One curious finding is that Americans are less concerned about
China than those in Washington.
* Less-strict. In this week's newsletter from Brussels-based
think tank Bruegel, director Jeromin Zettelmeyer discuss the
workability of Germany's dramatic fiscal reforms, which include
steep defence and infrastructure spending increases. Even though
he views them as sustainable debt-wise, Zettelmeyer flags a few
risks from European Union budget rules.
* Joe-flation. If your favourite coffee beans have vanished from
the shelves, don't worry - they will return soon. The bad news
is they will be up to 25% more expensive, write Reuters' Maytaal
Angel, Marcelo Teixeira and Jessica DiNapoli.

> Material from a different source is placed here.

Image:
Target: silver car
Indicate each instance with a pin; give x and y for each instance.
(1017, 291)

* Wiggle room. The U.S. Congressional Budget Office this month
calculated how changes to variables in its economic forecasts
might affect the budget deficit over time. One conclusion was
that if interest rates for Treasury bills to 10-year notes were
just 0.1 percentage point higher than its current assumptions on
an annual basis, then, all else equal, the cumulative deficit
for the 2026-35 decade would be $351 billion higher.

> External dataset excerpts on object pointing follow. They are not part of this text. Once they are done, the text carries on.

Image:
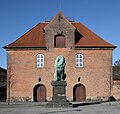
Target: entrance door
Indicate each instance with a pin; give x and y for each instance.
(79, 93)
(39, 93)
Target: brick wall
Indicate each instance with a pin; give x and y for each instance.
(95, 75)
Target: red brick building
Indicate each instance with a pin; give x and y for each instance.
(31, 61)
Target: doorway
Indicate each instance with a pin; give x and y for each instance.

* Wilderness. A multimedia report from Reuters' Nacho Doce and
Charlie Devereux explains how wild horses cut the risk of wild
fires in Spain. There are some wonderful photographs to
illustrate.
* GDP Plus. The United Nations' Trade and Development arm
(UNCTAD) this month released its own measure of global economic
progress: the so-called 'Inclusive Growth Index', which combines
GDP with other data on living conditions, equality and
environmental sustainability. Luxembourg, Norway and Denmark
continue to lead with only two emerging economies in the top 30.
Chart of the day
The U.S.'s long-term borrowing rates are rising while
short-dated Treasury yields are staying subdued, widening the
so-called yield curve gap between 2-year notes and 30-year bonds
to its largest in three years. This would typically signal
higher economic growth ahead, but it may also signal longer-term
inflation and debt supply risks.
Meanwhile, the New York Fed's estimate of the 'term
premium' investors demand to cover long-term uncertainties is
creeping higher again, although it is still below the 10-year
highs hit in January.
Today's events to watch
* US February personal consumption expenditures (PCE)
inflation gauge; final reading of University of Michigan's March
consumer surveys; Canada January gross domestic product; Mexico
February jobless rate
* Federal Reserve Board Governor Michael Barr and Atlanta
Fed President Raphael Bostic speak; European Central Bank Vice
President Luis de Guindos speaks
* U.S. Vice President JD Vance visits Greenland
* European Union Trade Commissioner Maros Sefcovic visits
China
Opinions expressed are those of the author. They do not reflect
the views of Reuters News, which, under the Trust Principles, is
committed to integrity, independence, and freedom from bias.